I ask her how she will respond if war comes. She shrugs. "I am Christian," she declares, "and I love my president because he is strong and protects us. Without a strong president like him, we would be persecuted. All of Iraq would be chaos, disorder. I stand with him against Al-Qaeda, the Taliban, Bin-Laden and George Bush." Her Algerian boyfriend grins in agreement.

...I'm not sure her views are representative --- it's hard to tell for many reasons, not the least of which is government minders on the trip --- but it's equally hard to be sure they aren't. (The line about bin Laden bears a little explanation --- Iraqis remember that in the Gulf War, Osama bin Laden offered to manage a Saudi campaign against Iraq, even if the Americans, who Saudi royalty called in instead, do not).

Meanwhile, back on the home front, the Novak column is just the latest in a fairly long series of hints that the American military is not working hard to figure out how bad a worst-case scenario could get, or preparing itself as well as it might.
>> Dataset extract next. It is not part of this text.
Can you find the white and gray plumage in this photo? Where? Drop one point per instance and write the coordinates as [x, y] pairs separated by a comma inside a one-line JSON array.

We've had the persistent reports from unnamed sources that intelligence analysts are under heavy pressure to suppress evidence that an invasion might be unexpectedly prolonged, or even unnecessary. We've had the rigged war game. And, prefiguring the Novak column, we've had the Newsweek article which wound up by describing Rumsfeld's battle planning:

In a scene that has repeated itself more than once, Rumsfeld, an impatient questioner, demands to see a plan of attack. The generals respond that they can't plan without knowing exactly what they are planning for and with what tools, i.e., what bases and what forces. Rumsfeld becomes vexed and insists on "out of the box" thinking. The generals look perplexed or exasperated and fall back on traditional notions of the American way of war, which is to overwhelm the enemy with superior firepower. Such a campaign takes a long wind-up and a massive attack, which prompts the basic questions --- from where? with what forces? --- all over again.

It's not the first time that the generals have come under that kind of pressure from the White House. William Burton points out that General Schwarzkopf came under pressure from the administration during the first Gulf War to attack without the chance to adequately prepare. He resisted the pressure and got his forces in place, with generally satisfactory results... offering no thanks at all to the administration officials who compared him to General McLellan in the Civil War. (He doesn't name the "high official" who made that comparison, but he makes a note, some twenty pages later, of an "inspirational" gift from Cheney --- tapes of Ken Burns' Civil War series).

But it's not as if Cheney and Rumsfeld are just Bush I retreads trying to redo the Gulf War. It's important to remember they're older than that. They are, in fact, Nixon administration retreads trying to redo Vietnam --- a war where technical superiority and early large set-piece victories (the lonesome cry of the cold war hawk: "The Tet offensive was a military defeat for the Viet Cong!") didn't exactly prefigure success...

Of course, you could try to write off the dissatisfied noises from the Pentagon as disinformation. Then again, the point of disinformation is to deceive the enemy about the nature of your preparations. Which means that if the Novak column, say, is disinformation, then the American military actually wants to fight an urban battle, and is trying to gull Saddam into fighting one by making him believe it is ill prepared for that. I'll leave it as an exercise to the reader to figure out why the Pentagon might want to be thrown into that particular briar patch...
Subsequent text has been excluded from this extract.